* FTSE 100 down 1.7 percent

* Aberdeen leads emerging market sell-off

* Pearson (NYSE: PSO – news) hurt by downgrades after profit warning

By Tricia Wright

LONDON, Jan 24 (Reuters) – Britain’s top shares sank to 4-1/2 week lows on Friday, with stocks exposed to emerging markets suffering the biggest losses, knocked by a rout in Latin American currencies.

Aberdeen Asset Management (Other OTC: ABDNF – news) shed 8 percent, the FTSE 100’s top faller, while peer Ashmore was among the steepest FTSE midcap decliners, off 5 percent, suffering from their heavy exposure to emerging markets after Argentina’s central bank gave up its battle against the currency’s decline.

“Obviously the market is separating the wheat from the chaff – Aberdeen Asset Management has got huge emerging markets exposure,” Ed Woolfitt, head of trading at Galvan, said.

“I won’t be charging in right here, right now, but if we find support (around) these levels over the next day or two, this would be a good buying signal for the UK equity market.”

The FTSE 100 was down 111.60 points, or 1.7 percent, at 6,661.68 points by 1543 GMT, trading at its lowest level since Dec. 23 and on course for its biggest one-day percentage drop this year. The index shed 0.8 percent on Thursday, hit by disappointing data from the United States and China.

Credit checking firm Experian (Other OTC: EXPGF – news) , brewer SABMiller (Berlin: BRW1.BE – news) and bank HSBC which, according to index provider MSCI (NYSE: MSCI – news) , feature among the European blue chips with the biggest exposure to Latin America, saw respective losses of 4.7 percent, 2.8 percent, and 2.1 percent.

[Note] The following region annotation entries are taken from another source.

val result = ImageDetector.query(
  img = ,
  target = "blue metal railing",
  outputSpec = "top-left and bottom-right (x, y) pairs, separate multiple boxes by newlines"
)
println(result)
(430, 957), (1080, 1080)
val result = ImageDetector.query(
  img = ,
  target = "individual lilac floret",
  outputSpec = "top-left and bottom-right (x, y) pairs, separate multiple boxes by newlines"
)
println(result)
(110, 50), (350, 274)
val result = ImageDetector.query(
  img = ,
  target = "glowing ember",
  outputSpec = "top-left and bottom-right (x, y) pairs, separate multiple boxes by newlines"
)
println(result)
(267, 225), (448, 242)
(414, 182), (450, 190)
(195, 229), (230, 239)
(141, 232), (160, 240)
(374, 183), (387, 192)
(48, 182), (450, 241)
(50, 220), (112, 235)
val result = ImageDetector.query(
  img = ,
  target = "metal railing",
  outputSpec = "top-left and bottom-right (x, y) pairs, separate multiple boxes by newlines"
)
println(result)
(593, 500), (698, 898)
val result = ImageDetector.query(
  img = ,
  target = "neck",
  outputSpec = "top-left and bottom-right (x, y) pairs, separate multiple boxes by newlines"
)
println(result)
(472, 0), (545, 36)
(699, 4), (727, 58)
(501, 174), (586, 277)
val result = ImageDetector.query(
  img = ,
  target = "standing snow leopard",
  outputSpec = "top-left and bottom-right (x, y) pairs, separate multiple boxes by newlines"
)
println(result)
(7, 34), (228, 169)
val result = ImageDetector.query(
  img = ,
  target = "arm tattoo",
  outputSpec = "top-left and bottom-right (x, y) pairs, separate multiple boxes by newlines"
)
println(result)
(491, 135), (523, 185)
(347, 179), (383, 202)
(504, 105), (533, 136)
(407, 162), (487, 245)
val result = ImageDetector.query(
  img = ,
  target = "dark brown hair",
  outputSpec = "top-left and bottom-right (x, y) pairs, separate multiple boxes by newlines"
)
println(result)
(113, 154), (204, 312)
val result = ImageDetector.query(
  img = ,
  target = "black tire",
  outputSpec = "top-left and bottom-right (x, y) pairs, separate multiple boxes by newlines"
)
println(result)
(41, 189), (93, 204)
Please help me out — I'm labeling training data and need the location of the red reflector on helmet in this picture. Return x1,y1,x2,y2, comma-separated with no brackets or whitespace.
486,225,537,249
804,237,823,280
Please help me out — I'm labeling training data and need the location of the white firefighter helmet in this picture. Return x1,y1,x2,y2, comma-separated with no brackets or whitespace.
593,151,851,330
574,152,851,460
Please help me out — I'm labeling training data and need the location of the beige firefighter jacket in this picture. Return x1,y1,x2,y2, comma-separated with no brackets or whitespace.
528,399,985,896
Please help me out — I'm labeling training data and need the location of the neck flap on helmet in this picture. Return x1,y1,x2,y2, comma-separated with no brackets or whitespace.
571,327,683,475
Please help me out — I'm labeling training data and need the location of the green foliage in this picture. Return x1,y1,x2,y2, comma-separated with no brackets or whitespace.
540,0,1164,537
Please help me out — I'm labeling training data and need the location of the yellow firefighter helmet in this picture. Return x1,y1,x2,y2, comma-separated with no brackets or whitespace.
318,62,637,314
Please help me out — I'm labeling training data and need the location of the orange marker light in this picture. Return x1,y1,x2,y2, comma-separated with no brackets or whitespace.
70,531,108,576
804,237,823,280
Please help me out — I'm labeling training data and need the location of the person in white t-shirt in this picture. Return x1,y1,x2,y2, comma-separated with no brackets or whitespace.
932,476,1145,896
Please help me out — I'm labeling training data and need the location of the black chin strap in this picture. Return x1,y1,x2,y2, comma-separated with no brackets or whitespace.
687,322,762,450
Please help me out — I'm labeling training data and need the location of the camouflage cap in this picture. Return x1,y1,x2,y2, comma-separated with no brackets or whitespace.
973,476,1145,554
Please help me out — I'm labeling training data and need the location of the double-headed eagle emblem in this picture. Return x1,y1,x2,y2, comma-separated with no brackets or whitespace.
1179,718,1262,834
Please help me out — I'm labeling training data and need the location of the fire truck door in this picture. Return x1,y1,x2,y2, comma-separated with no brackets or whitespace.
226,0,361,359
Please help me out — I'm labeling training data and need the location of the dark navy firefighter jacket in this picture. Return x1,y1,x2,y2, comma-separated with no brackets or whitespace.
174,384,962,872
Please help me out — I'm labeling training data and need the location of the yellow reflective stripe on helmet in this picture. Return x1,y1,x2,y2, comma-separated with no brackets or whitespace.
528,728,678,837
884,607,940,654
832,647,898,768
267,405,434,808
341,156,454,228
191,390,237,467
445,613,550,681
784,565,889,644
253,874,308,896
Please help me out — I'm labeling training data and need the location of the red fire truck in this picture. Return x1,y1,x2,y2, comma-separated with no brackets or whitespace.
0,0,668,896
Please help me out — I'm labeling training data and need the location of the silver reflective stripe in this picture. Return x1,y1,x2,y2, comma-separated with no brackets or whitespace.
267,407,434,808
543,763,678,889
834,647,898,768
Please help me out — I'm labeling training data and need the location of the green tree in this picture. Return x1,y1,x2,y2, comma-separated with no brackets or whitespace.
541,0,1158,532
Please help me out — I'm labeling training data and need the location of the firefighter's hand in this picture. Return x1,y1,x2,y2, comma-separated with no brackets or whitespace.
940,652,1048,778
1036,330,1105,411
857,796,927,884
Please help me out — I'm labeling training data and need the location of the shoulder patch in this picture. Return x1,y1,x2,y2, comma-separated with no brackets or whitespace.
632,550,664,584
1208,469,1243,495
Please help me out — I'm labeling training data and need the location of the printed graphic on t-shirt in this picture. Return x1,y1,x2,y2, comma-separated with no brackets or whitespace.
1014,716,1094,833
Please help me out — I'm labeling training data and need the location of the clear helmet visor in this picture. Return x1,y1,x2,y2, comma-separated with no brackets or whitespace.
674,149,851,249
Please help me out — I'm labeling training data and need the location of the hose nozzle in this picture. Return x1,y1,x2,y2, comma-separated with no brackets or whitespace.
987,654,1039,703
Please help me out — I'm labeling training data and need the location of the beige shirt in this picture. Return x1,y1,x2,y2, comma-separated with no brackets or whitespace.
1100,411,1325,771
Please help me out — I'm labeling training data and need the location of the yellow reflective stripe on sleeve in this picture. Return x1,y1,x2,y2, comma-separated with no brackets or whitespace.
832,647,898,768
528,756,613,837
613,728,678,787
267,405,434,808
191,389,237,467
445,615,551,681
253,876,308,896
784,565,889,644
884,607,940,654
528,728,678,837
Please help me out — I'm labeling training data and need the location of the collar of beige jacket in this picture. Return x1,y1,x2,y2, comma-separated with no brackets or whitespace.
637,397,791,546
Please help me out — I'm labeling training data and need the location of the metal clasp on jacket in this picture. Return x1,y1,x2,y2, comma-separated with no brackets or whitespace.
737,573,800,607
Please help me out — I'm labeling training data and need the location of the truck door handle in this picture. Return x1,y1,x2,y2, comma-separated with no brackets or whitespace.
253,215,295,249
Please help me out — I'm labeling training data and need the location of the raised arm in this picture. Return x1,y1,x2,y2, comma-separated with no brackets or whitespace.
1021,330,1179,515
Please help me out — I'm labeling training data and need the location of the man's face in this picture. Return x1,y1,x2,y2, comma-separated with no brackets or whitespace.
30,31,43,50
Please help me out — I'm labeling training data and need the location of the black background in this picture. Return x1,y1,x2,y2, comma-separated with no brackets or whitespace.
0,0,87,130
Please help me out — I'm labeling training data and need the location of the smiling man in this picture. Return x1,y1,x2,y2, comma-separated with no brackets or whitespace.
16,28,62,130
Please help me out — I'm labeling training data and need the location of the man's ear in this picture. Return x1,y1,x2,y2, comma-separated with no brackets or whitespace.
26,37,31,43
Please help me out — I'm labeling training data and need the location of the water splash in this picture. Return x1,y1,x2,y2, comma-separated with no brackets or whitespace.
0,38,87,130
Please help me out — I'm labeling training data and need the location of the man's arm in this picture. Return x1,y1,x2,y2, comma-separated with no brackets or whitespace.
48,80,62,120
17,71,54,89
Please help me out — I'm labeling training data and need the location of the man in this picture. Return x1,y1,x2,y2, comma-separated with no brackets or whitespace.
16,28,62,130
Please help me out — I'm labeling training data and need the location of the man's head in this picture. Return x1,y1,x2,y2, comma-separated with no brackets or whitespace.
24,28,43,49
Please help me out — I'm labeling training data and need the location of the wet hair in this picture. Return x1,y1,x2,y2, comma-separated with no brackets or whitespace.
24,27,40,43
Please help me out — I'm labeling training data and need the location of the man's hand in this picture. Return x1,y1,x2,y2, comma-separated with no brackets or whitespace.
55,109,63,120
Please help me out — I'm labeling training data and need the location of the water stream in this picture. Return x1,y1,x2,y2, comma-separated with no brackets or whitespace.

It was a quiet day for corporate earnings. Pearson (Dusseldorf: PES.DU – news) dropped 1.8 percent, extending the previous session’s falls, as analysts cut their target prices for the publisher following Thursday’s profit warning.

Despite this, and warnings from other firms including oil major Shell (LSE: RDSB.L – news) as the European reporting season gradually gets under way, some investors take the view that the earnings will justify high valuations after a strong 2013.

“We do think that the earnings will come through … (Valuations are) only lofty compared to the last five years which could be the worst in most people’s careers,” said Peter Sullivan, head of European equity strategy at HSBC.

“We’re expecting double-digit earnings growth this year and next. How can we see that when the UK economy is only just emerging from recession? I think the key is that momentum of economic growth is positive across the world.”

The FTSE 100 currently trades at 13 times 12-month forward earnings – the highest since late 2009 and far above the 5-year average of 10.8 times, Thomson Reuters Datastream shows.